Background and Purpose— Early goal-directed hemodynamic therapy is of particular importance for adequate cerebral circulation of patients with vasospasm after subarachnoid hemorrhage but is often precluded by the invasiveness of established cardiac output determination using a pulmonary artery catheter. This study was undertaken to validate the usefulness of less invasive goal-directed hemodynamic monitoring by transpulmonary thermodilution technique in patients after subarachnoid hemorrhage.

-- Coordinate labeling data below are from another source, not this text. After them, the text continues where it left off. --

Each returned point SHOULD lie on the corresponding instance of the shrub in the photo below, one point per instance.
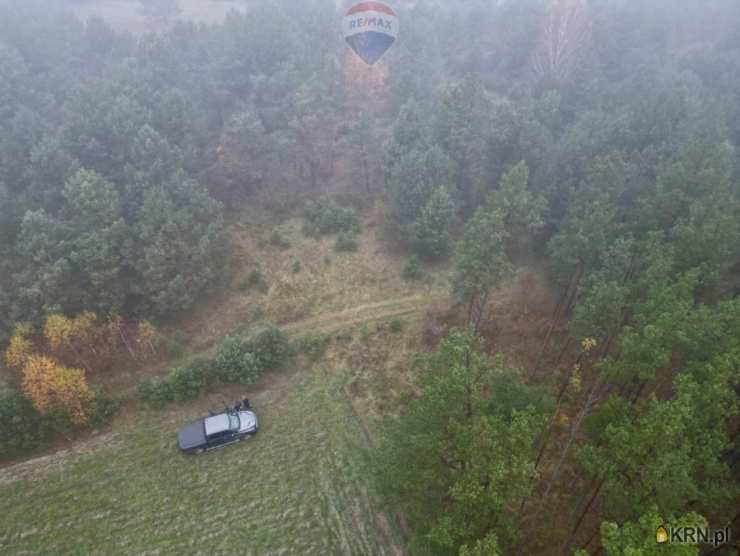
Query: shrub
(189, 382)
(325, 217)
(313, 346)
(278, 239)
(235, 362)
(22, 429)
(155, 392)
(412, 270)
(346, 242)
(270, 347)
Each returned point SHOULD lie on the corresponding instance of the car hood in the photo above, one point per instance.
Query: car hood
(192, 436)
(248, 420)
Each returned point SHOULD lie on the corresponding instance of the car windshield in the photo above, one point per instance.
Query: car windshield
(234, 422)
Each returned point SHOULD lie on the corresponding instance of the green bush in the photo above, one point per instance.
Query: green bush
(412, 270)
(270, 347)
(313, 346)
(346, 242)
(325, 217)
(156, 392)
(235, 362)
(189, 382)
(22, 429)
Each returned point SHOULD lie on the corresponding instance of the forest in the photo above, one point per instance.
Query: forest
(590, 143)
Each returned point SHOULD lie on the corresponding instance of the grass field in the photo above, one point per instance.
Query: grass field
(296, 488)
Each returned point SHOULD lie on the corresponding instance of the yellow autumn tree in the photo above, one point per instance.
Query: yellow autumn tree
(20, 347)
(61, 331)
(51, 387)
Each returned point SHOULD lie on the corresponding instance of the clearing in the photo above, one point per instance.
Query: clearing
(300, 486)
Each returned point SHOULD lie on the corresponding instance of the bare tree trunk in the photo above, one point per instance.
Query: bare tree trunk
(560, 311)
(583, 515)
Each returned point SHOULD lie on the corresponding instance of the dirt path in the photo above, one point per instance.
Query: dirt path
(363, 314)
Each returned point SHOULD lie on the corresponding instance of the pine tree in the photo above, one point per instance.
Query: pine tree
(480, 262)
(432, 229)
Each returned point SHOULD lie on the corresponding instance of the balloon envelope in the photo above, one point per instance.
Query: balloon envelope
(370, 29)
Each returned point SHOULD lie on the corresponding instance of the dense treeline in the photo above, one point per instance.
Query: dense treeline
(616, 160)
(600, 137)
(117, 152)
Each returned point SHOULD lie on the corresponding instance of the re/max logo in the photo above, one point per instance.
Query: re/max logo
(694, 535)
(371, 22)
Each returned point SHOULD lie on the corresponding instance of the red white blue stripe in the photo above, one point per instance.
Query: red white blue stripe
(370, 28)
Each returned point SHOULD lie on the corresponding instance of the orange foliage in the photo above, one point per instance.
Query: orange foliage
(52, 387)
(366, 85)
(61, 331)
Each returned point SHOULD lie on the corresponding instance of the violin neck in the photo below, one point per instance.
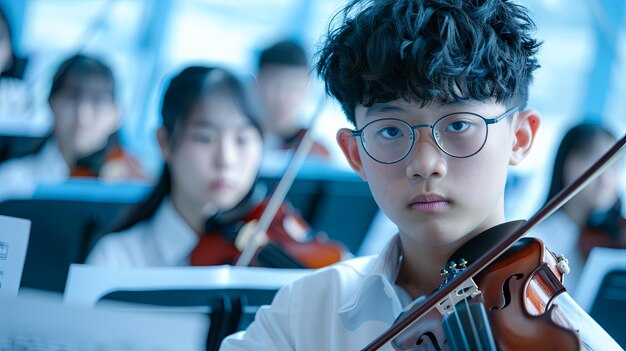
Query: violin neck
(467, 328)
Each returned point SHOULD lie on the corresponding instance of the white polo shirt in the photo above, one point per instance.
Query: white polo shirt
(345, 306)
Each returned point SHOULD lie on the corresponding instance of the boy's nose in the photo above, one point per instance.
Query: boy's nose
(426, 160)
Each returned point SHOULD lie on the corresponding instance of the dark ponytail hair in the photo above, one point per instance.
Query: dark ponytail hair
(576, 140)
(181, 96)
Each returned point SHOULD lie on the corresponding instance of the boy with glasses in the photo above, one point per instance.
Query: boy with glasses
(437, 92)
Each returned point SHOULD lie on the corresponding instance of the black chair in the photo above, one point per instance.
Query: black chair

Methods— One hundred sixteen patients with subarachnoid hemorrhage who underwent surgical clipping within 24 hours of ictus were investigated. Validation of transpulmonary thermodilution-derived intermittent/continuous cardiac output and cardiac preload (global end diastolic volume) were compared with pulmonary artery catheter-derived reference cardiac output and pulmonary capillary wedge pressure or central venous pressure in 16 patients diagnosed with vasospasm. In a subsequent trial of 100 consecutive cases, clinical results between the new and standard management paradigms were compared.

Results— Transpulmonary thermodilution-derived intermittent cardiac output and transpulmonary thermodilution-derived continuous cardiac output showed close agreement to catheter-derived reference cardiac output with high correlation (r=0.85 and 0.77) and low percentage error (13.5% and 18.0%). Fluid responsiveness to defined volume loading was predicted better with global end diastolic volume than with pulmonary capillary wedge pressure and central venous pressure for larger receiver operating characteristic curve area. Patients receiving early goal-directed management by transpulmonary thermodilution experienced reduced frequencies of vasospasm and cardiopulmonary complications compared with those managed with standard therapy (P<0.05), whereas their functional outcomes at 3 months were not different (P=0.06).

Conclusions— Goal-directed hemodynamic management guided by transpulmonary thermodilution appears to have a therapeutic advantage for optimizing the prognosis of patients with subarachnoid hemorrhage with vasospasm over conventional methods.